Bring school bag
The bag is wherever it landed last night — by the bed, in the kitchen, maybe half under a jacket. That last-second hunt is what tips the morning from calm to stressful. The visual support below anchors the bag to a fixed spot in the sequence.
♂Boy with school bag
Illustration of a boy holding a blue and yellow school bag.
About this visual support
The school bag is the last object in the leaving chain, but it has a quirk: it rarely stays in the same place two days in a row. Yesterday it was by the bed, today in the hallway, tomorrow perhaps in the living room. That drift is what turns the final seconds before the door into a search rather than a quiet goodbye, and a late morning often spills into the whole school day.

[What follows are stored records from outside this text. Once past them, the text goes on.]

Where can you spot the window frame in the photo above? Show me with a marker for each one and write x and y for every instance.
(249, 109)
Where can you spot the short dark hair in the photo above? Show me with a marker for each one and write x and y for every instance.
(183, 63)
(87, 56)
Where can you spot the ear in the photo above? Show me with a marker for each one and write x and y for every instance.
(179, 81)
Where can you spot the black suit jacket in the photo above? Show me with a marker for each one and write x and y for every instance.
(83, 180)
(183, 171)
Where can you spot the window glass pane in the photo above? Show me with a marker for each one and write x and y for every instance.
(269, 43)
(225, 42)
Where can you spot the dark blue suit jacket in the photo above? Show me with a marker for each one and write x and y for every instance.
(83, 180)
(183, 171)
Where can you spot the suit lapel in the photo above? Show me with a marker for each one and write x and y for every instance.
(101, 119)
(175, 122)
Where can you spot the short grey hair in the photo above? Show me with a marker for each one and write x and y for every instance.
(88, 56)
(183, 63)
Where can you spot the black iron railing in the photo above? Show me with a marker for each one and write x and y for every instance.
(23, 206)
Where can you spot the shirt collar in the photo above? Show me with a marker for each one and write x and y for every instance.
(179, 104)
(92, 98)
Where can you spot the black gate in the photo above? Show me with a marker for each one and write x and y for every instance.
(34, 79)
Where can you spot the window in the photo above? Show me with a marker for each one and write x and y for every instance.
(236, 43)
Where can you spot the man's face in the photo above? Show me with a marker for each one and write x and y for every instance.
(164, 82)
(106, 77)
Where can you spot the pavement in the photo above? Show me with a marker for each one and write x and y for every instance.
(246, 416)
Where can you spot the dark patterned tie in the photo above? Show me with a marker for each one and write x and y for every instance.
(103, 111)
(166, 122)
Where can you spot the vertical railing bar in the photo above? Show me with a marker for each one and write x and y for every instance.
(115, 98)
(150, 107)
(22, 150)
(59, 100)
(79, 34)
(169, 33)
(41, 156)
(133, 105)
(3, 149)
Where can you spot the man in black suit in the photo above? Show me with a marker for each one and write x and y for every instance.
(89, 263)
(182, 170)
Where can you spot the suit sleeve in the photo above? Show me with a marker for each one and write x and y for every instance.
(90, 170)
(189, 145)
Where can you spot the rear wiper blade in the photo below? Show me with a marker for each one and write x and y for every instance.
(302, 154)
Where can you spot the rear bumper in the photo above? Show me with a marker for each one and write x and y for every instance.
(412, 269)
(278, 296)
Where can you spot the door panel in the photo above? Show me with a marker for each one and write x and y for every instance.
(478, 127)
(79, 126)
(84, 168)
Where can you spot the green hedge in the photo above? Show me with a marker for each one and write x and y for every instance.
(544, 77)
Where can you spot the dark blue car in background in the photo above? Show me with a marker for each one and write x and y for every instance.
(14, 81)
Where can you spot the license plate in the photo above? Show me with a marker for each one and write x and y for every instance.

With a picture of the bag, the step becomes clear even when the object itself disappears in the mess. The image doesn't only say the bag should come along — it places it in the right moment: after shoes and jacket, just before the door handle. When the child sees the card, the search is already framed and is not broken up by extra spoken questions.
One concrete tip: pick a fixed parking spot for the bag at the same point every evening, ideally by the door where the picture hangs. The morning then stops being a hunt. To tie the bag to the rest of the routine, it can sit as the final step inside Routined, so the school morning ends exactly where it should — at the handle, with nothing left to find.